Alors que s’est-il passé ? Pourquoi ça a marché ? Pourquoi je laisse tant de moi dans ce film, dont l’héroïne est à la fois très éloignée de moi, mais si proche de moi ? C’est, je crois, parce qu’elle me fait toucher à la joie d’être représentée et donc à l’émerveillement de se sentir représentable, et donc comprise. Oui, parce que je comprenais et je me sentais comprise. Je comprenais ce que le personnage ressentait quand elle parlait aux autres, quand elle recevait la nouvelle de son admission pour New-York, quel aboutissement c’était, quels enjeux elle y mettait, mais aussi quelle galère ça allait être de partir loin de la maison parentale.
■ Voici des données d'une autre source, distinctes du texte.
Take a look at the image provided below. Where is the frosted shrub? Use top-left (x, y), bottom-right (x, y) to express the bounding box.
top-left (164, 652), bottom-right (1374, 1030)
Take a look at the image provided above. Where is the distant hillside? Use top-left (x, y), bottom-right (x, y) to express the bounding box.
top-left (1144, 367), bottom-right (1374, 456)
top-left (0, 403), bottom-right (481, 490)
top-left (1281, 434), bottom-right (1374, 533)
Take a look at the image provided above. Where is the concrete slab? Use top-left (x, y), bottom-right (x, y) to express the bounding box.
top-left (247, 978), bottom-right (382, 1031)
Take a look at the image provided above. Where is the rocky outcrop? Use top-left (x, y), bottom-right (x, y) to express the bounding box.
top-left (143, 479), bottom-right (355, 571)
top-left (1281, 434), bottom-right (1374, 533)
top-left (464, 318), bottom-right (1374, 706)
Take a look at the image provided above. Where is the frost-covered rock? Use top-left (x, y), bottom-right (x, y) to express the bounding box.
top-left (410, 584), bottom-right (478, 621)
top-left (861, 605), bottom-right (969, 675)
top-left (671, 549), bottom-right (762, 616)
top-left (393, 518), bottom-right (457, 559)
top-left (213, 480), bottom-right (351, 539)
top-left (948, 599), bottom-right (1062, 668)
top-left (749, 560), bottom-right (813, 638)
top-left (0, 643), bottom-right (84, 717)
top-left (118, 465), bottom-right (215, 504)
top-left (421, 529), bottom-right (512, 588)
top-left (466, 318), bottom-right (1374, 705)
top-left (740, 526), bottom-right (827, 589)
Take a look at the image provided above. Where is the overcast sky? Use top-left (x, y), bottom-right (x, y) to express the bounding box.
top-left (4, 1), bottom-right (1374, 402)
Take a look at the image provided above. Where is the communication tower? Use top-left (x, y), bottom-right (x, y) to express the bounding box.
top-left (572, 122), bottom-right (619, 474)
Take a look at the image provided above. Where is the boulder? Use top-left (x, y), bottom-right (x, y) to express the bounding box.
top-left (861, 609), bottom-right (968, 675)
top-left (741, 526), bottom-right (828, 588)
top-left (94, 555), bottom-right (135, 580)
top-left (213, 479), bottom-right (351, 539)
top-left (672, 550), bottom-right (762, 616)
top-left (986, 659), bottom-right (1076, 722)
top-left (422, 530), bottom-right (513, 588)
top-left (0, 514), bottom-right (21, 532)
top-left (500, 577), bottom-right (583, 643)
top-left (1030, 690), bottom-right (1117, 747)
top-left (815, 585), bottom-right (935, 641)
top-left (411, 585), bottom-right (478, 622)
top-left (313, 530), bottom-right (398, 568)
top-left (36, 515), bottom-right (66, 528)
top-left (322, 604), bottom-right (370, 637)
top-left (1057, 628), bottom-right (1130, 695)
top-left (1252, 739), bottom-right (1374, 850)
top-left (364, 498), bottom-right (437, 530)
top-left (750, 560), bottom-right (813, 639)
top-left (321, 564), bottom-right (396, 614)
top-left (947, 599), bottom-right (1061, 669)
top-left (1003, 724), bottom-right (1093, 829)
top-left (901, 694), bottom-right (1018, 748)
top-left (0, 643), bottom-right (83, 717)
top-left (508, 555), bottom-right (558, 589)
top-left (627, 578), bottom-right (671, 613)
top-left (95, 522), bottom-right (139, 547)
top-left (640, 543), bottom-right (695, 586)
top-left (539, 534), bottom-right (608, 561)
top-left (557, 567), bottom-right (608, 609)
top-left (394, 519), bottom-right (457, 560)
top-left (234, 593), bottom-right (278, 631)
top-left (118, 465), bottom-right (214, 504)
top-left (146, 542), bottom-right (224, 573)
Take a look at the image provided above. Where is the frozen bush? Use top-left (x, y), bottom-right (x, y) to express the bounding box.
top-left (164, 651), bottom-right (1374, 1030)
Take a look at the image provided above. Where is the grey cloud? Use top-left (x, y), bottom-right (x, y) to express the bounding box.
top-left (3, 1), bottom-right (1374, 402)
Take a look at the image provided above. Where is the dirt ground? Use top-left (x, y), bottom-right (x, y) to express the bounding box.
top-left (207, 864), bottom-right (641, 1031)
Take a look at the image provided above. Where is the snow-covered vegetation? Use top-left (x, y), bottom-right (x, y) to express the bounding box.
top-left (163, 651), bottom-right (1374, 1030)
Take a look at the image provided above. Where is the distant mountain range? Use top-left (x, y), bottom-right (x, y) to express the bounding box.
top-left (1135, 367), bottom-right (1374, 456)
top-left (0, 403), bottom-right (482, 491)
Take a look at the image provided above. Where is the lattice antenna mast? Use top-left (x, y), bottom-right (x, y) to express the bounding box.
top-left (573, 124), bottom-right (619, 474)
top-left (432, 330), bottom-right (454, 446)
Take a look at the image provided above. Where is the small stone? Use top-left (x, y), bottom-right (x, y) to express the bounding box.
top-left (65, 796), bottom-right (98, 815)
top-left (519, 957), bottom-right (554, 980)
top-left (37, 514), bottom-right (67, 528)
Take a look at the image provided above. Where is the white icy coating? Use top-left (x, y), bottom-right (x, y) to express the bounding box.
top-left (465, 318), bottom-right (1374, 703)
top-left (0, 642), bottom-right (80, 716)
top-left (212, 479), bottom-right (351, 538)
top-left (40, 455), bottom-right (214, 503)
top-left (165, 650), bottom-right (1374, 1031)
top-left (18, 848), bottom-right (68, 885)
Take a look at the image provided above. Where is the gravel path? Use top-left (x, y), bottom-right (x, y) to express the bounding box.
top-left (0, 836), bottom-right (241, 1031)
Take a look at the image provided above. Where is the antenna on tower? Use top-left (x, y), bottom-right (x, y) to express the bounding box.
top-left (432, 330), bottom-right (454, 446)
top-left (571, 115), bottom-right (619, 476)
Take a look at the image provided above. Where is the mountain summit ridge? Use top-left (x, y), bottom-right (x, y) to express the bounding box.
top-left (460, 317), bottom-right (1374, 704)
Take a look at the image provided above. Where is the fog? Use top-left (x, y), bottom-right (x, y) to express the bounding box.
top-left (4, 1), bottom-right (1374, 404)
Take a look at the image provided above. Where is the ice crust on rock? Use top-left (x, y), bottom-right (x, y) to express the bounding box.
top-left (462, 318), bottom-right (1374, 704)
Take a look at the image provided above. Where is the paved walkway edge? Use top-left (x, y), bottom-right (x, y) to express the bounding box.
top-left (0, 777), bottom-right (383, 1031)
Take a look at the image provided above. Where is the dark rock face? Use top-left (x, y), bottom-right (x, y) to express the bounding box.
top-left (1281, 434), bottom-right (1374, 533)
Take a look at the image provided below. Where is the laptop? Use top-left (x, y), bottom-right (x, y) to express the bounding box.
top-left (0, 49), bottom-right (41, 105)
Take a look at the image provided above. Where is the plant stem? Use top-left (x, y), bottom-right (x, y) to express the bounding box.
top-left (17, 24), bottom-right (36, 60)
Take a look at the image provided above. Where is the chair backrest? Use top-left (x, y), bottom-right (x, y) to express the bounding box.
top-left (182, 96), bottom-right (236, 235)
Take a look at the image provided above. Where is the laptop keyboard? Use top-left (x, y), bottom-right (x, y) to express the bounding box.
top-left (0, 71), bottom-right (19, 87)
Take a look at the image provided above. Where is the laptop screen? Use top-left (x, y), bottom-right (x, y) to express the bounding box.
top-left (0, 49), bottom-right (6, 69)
Je comprenais son choix de quitter la facilité du cocon familial ou d’une école mixte accueillant des élèves handicapés et des élèves valides, pour aller dans l’inconfort, la solitude, l’incertitude, et les difficultés du vaste monde, avec son corps indompté qu’elle devrait confier à des mains inexpertes et pas toujours très tendres. La facilité, oui, mais pour quelle vie , pour quel avenir ? Si la difficulté est le prix à payer pour une existence avec un avenir alors je prends sans paraître avoir peur, sans paraître douter. Comme un bon petit soldat. Je comprenais tout ça.
Je comprenais aussi ce qu’elle pouvait ressentir lorsque, par exemple, ayant gagné avec son groupe une compétition de musique, elle s’entend dire : « Lorsque nous avons appris que la parolière était handicapée, nous leur avons décerné le prix sans hésiter ». Je comprenais son humiliation publique et que tout son travail s’en trouvait tout à coup détruit. Je comprenais tout cela et tant d’autres choses encore. Je comprenais et j’étais comprise.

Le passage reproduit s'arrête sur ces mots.